Again these are just naive thoughts and I would like to hear your opinion on the degree of non-commutativeness. Thanks very much!

(Well, actually this is what truly motivates this question: assume $\#\{\operatorname{degree}(\alpha)=1\}$ and $max_{\alpha}\operatorname{degree}(\alpha)$ or $gcd(\operatorname{degree}(\alpha))$ give some information on the commutativity, then what do things like $\#\{\operatorname{degree}(\alpha)=n\}$ tell us? Higher dimensional commutativity?)

Answer 1

You can always find $g$ such that $ab=gba$. (Namely, $g=aba^{-1}b^{-1}$, the commutator) When $g$ is the identity $1$, you have commutativity, and when your group has a fellow like $-1$, you get anticommutativity.

Really, then, it looks like you would like to measure how "big" $g$ is, where $1$ is considered small. Even $-1$ might not really be considered "small", even if it is in the "wrong direction(?)". Potentially there is some valuation which says when things are "far from 1". Really, commutativity an anticommutativity are both not very pathological.

Answer 2

Some random thoughts: The lack of normal subgroups can be considered a measure of noncommutativity.
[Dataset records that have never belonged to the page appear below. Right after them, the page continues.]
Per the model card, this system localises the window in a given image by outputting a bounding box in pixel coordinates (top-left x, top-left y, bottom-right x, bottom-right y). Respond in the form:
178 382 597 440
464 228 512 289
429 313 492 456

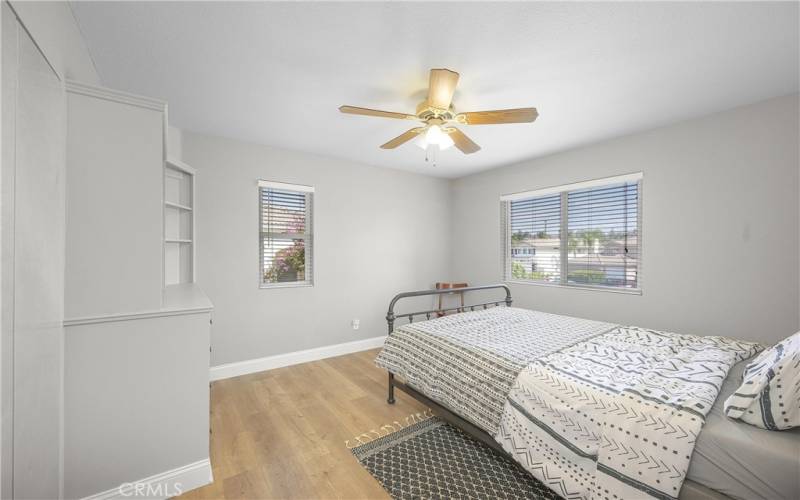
258 181 314 288
501 173 642 292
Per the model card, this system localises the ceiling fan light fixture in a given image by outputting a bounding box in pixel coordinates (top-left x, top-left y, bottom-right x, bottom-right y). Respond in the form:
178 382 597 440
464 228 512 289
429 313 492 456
417 125 453 151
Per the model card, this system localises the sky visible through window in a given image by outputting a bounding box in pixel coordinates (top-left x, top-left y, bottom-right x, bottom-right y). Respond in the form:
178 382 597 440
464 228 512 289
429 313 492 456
510 182 639 288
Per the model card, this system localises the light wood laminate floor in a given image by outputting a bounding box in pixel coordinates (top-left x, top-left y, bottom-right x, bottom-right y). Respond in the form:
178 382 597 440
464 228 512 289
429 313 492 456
181 350 425 499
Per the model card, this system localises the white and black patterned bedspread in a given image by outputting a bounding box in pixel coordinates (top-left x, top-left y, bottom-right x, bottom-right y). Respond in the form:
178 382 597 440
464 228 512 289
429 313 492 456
495 327 760 500
375 307 616 435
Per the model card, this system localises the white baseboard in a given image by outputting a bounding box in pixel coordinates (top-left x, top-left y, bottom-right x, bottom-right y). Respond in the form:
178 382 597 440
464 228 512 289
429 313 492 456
84 458 214 500
210 335 386 380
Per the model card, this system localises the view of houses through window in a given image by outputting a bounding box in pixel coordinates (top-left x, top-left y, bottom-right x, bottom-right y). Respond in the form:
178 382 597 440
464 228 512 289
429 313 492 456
505 178 641 289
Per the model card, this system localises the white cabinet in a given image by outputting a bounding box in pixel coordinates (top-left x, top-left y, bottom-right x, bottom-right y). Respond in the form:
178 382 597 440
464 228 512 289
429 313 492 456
164 158 195 286
61 82 212 498
64 82 166 319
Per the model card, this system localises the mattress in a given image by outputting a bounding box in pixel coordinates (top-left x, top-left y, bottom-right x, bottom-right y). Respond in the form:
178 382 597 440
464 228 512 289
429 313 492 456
376 307 800 500
686 361 800 500
375 307 616 435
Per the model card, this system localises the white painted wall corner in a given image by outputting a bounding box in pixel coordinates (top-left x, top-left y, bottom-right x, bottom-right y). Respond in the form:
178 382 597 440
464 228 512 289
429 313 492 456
210 335 386 381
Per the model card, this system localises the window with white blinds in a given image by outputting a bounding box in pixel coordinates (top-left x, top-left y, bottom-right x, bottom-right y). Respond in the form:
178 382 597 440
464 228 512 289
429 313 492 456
258 181 314 287
501 173 642 291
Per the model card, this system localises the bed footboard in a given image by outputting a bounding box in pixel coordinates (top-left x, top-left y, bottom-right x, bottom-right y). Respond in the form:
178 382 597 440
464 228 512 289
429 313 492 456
386 284 512 334
386 284 512 453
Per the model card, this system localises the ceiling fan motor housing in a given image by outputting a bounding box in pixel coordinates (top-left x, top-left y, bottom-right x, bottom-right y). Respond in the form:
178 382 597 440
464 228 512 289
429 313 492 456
417 101 456 122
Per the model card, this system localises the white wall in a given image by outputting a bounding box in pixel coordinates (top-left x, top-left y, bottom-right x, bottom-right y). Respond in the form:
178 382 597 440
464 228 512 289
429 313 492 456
2 4 65 498
452 94 800 342
10 0 100 85
183 131 450 365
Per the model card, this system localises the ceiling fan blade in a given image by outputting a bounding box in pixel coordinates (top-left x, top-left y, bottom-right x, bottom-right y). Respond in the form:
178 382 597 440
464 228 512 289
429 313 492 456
339 106 417 120
381 127 425 149
459 108 539 125
448 128 481 154
428 69 458 109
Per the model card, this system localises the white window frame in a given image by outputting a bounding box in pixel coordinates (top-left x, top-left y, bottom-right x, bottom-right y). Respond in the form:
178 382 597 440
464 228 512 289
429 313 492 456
256 180 316 289
500 172 644 295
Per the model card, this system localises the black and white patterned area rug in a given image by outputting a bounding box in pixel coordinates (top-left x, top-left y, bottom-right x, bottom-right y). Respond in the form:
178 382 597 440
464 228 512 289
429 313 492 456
352 417 559 500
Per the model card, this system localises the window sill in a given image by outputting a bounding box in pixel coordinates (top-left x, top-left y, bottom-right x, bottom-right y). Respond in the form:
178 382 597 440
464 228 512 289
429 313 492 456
504 280 642 295
258 281 314 290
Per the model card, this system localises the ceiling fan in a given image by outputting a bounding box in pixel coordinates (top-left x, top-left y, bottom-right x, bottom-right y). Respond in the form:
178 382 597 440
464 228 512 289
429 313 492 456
339 69 539 154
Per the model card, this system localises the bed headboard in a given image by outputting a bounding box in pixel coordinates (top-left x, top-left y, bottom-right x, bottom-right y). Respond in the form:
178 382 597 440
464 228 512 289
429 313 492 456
386 284 511 333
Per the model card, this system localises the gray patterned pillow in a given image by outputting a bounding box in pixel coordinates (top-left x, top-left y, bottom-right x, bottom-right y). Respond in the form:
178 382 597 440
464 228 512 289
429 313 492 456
725 332 800 430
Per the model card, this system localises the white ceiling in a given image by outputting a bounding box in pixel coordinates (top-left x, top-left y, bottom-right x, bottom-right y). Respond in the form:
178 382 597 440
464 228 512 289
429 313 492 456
73 2 800 177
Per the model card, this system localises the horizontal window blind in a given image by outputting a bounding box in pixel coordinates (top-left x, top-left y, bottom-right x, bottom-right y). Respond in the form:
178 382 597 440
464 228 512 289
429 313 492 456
509 194 561 282
501 174 641 290
567 183 639 288
259 183 314 286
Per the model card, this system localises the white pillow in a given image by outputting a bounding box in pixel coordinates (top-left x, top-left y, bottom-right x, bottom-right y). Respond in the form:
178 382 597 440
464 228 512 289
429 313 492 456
725 332 800 430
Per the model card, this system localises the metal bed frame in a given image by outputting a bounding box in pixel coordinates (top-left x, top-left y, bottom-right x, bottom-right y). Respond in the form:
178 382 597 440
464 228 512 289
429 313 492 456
386 284 512 455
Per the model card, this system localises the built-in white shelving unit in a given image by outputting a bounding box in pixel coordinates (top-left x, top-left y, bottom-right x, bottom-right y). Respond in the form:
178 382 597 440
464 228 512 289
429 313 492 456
164 158 196 286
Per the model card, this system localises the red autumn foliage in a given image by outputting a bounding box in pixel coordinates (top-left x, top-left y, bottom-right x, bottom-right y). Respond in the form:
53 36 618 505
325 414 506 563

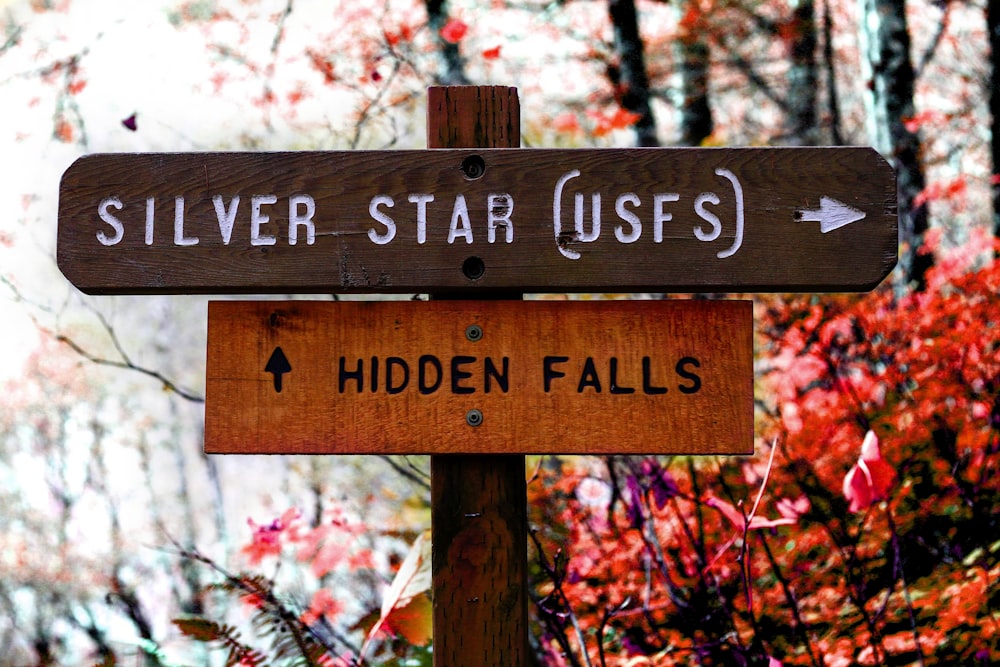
441 19 469 44
529 235 1000 667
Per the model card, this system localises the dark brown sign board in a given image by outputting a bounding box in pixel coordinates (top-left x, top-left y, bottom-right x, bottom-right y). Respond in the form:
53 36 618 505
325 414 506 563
57 147 898 296
205 300 753 454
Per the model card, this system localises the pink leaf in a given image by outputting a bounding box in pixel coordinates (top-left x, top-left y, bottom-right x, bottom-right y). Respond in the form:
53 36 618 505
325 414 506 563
441 19 469 44
844 431 896 512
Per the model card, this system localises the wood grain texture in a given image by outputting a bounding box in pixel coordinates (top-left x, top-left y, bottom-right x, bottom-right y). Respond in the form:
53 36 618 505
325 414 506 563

If you divide $Cl(n)$ by its center, you get $O(n)$. The connected component is the group $SO(n)$ which is simple (has no non-trivial connected normal sungroups) for $n\ne 4$. There is a very nice criteria for when a Lie group is semi-simple (direct product of simple groups). This is the non-degeneracy of the Killing form, which is a bilinear form on the Lie algebra. On the other extreme, the Killing form of an abelian Lie group is zero. So you can think of the number of non-degenerate directions of the Killing form as a measure of noncommutativity.

Answer 3

The center is a measure of commutativity or its lack, namely a commutative group G has Z(G) = G and if Z(G) is a proper subgroup of G , any x not in Z(G) fails to commute with at least one element in G. The commutator is a tougher subgroup to use although [G,G] = (1) iff G is commutative.